INDIGENISATION minister Saviour Kasukuwere has reportedly approached the Police Protection Unit (PPU) seeking to have his security beefed up, claiming his life is in danger.

Report by Everson Mushava

Sources told NewsDay this week that Kasukuwere feared his life was under threat from enemies of the indigenisation and empowerment programme the minister is driving.

The minister is said to have claimed his detractors were also bent on destroying his image by alleging corruption in the indigenisation transactions made by the minister.

Kasukuwere allegedly now moved in a cavalcade of three vehicles including two police officers from the PPU who drove in one vehicle while two Central Intelligence Organisation (CIO) operatives followed in another. Another CIO operative reportedly drove with the minister in his official vehicle.

Kasukuwere, however, dismissed the reports as false saying he had nothing to fear and that he was not a “showman” who moved in a convoy.

“I don’t know anything about that. It could be beerhall talk. Why should I move in a convoy? I am not a showman,” he said yesterday.

PPU spokesperson Inspector Martin Mbokochena also denied the allegations and said his department was responsible only for static guards. He referred further questions to police spokesperson Assistant Commissioner Charity Charamba who said she was not aware of the development.

“I am hearing it from you. I will check, but currently I am in Bulawayo,” Charamba said early this week.

Kasukuwere, Transport minister Nicholas Goche and Mines minister Obert Mpofu have been targeted by the Zimbabwe Anti-Corruption Commission (ZACC) probe. The High Court has, however, blocked the commission from searching the ministers’ offices on a technicality.

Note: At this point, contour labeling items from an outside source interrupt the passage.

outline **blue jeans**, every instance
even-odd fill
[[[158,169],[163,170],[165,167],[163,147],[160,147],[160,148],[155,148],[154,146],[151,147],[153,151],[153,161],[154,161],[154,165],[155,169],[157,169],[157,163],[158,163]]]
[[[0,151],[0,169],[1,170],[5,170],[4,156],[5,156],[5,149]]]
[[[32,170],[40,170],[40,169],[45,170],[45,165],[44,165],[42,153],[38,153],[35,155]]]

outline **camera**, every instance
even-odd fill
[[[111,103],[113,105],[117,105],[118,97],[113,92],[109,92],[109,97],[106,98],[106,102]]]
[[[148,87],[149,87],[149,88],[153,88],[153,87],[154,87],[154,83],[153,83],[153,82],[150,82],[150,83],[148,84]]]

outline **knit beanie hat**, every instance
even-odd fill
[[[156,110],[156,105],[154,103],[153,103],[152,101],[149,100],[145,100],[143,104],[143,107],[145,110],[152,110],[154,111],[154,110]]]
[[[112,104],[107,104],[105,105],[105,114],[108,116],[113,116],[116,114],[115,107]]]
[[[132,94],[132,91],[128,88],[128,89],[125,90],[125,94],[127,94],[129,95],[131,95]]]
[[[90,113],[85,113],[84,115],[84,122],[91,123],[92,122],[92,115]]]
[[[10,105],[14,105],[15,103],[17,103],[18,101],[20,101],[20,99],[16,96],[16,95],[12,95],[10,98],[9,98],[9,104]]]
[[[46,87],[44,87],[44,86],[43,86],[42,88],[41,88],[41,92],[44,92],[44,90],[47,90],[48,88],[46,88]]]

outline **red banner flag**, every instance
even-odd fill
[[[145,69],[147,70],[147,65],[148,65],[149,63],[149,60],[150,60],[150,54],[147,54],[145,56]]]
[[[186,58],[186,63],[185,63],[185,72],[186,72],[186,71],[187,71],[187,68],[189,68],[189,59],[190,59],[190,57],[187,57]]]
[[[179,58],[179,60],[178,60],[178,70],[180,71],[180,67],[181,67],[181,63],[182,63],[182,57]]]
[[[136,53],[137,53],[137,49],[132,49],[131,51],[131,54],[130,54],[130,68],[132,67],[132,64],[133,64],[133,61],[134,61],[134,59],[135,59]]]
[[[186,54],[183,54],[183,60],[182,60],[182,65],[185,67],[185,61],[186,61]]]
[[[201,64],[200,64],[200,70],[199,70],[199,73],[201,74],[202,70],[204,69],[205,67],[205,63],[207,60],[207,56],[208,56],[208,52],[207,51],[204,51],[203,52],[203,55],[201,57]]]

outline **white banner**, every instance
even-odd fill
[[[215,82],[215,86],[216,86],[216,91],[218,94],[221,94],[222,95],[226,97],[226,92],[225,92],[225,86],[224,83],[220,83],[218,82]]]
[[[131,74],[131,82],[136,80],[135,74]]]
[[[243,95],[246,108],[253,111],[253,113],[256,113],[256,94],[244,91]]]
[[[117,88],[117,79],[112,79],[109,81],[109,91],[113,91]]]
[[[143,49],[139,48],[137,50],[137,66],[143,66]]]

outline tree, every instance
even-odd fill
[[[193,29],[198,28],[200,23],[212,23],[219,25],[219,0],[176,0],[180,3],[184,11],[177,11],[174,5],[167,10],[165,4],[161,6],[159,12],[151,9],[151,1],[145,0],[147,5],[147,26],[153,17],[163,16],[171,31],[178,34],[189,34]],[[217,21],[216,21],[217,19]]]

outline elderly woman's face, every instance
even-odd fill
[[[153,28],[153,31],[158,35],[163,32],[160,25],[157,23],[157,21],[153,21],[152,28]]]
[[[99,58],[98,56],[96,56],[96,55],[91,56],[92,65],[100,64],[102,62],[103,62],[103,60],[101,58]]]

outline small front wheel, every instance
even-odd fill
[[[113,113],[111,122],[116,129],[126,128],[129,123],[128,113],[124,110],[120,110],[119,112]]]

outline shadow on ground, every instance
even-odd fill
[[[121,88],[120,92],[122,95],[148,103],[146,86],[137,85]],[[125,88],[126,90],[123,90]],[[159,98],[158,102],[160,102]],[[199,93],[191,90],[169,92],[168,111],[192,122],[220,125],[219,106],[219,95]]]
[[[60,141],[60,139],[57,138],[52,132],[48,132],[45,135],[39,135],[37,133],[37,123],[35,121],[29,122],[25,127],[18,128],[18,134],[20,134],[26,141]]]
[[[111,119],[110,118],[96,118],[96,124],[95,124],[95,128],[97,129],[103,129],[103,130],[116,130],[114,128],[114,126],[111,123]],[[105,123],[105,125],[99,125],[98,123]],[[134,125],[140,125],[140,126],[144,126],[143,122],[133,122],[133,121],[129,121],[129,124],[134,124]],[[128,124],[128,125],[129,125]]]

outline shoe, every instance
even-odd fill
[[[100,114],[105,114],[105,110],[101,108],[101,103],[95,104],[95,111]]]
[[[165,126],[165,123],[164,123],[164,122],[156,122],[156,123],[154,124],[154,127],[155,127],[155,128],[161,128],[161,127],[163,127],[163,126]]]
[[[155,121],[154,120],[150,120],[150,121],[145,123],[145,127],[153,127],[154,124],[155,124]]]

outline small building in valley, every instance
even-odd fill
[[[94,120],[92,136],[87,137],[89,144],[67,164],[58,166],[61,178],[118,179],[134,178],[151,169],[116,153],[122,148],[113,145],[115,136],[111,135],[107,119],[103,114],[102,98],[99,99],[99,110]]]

The Indigenisation minister has said the move could be the works of his detractors at the Reserve Bank of Zimbabwe who have allegedly been funding ZACC.

Central bank governor Gideon Gono and Kasukuwere have clashed on the indigenisation of banks and have made several exchanges in a war of words that has now spilled into the public domain.

Kasukuwere accused Gono of trying to derail the indigenisation drive.

Last week, Tsholotsho MP Jonathan Moyo, apparently fighting in Kasukuwere’s corner, invigorated his tirade against Gono, accusing him of sabotaging the indigenisation policy.

Gono has accused proponents of the indigenisation drive of being ill-advised.

“Some of those accusing me of undermining indigenisation now, were either still youngsters then or anti-Zanu PF donor-funded expatriates,” he said recently, in what seemed to be an attack on both Moyo and Kasukuwere.

Gono too was this week reportedly said to have received threats on his life and had left the country, allegedly fleeing the threats.

The central bank governor, however, immediately denied the allegations and said he was in Egypt on business.